The copper ore extracted in the remote geographies of Coquimbo, Chile, were shipped mainly to Wales and smelted in the Lower Swansea Valley between 1840 and 1880.
One of the most important industrial capitalists of the time was Charles Lambert (1793–1876), an Anglo-French man who travelled to Chile to work for a British company before developing his own mining enterprises with remarkable success, in particular his refining and export enterprises, and most importantly Las Compañias. The copper ore was extracted from the extraction sites Brillador, Panucillo, Huamalata and Totoralillo. Some were controlled by Lambert himself, with the copper brought by mule to Las Compañias where it was crushed and smelted at around seventy per cent purity. However, Las Compañias did not last long, as the over-exploitation of trees in its surroundings produced a drop in the supply of fuel for the smelting processes.
The copper was taken by clippers around Cape Horn to Swansea and refined at around ninety nine per cent.
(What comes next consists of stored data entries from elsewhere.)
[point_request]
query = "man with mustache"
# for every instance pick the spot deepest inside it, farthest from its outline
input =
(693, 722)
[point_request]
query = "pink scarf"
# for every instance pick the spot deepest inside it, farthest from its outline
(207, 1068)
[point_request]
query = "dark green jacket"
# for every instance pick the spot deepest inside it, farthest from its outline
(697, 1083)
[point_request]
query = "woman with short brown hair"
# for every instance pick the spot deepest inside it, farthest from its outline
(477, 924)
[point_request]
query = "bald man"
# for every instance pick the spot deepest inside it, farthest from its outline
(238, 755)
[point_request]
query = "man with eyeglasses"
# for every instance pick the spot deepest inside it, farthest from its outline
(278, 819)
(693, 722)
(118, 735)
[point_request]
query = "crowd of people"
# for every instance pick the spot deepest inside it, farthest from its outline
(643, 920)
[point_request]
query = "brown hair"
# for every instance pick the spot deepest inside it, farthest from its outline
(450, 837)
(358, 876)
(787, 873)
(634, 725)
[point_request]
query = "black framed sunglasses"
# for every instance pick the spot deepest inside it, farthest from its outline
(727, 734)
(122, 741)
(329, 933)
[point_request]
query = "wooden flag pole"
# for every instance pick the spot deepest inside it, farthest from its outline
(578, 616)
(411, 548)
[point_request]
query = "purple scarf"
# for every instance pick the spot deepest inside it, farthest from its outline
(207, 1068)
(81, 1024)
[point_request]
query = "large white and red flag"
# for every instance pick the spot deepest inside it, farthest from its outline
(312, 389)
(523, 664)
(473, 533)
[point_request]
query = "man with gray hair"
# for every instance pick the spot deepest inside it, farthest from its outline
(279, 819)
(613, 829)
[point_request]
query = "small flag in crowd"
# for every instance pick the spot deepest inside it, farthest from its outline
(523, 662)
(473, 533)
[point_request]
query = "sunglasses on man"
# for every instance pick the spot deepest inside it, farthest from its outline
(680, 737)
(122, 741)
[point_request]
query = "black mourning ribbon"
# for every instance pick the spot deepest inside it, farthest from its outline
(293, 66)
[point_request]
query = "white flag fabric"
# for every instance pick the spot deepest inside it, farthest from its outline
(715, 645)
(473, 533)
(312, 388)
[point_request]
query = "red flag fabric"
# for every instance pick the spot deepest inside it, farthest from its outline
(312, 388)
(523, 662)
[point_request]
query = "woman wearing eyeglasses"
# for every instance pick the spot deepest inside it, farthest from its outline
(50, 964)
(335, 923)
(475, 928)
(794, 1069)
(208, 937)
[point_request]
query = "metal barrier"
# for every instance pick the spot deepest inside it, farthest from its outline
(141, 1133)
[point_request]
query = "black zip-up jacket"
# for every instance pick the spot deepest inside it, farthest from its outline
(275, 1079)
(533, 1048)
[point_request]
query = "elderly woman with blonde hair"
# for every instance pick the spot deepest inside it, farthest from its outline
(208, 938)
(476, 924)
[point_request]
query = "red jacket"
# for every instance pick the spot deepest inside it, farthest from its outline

Merchants, such as Henry Bath and Sons, the Pacific Steam Navigation Company and Balfour, Williamson and Co. were actively engaged in the transport and trade of copper during the nineteenth century. As a result of copper the industry, the Lower Swansea Valley was heavily contaminated for more than two centuries. It was described as one of the most polluted landscapes in the world until the 1960s and 1970s, when the Lower Swansea Valley Project was established as a revolutionary scheme of conservation work to reclaim toxic land from the pollution caused by the smelting industries.
Today, in Coquimbo, the symbols of marginality such as discarded vehicles, abandoned lorries, trucks, buses and cars, as well prefabricated housing structures and improvised workshops, form part of the landscape. Additionally, the site is populated with symbols of British economic imperialism from the nineteenth century, such as bricks and corrugated iron cladding panels. In contrast to the dry and neglected landscape of Coquimbo, in Swansea, as result of the process of de-contamination, housing developments, shopping centres and stadiums have replaced the industrial facilities of the past.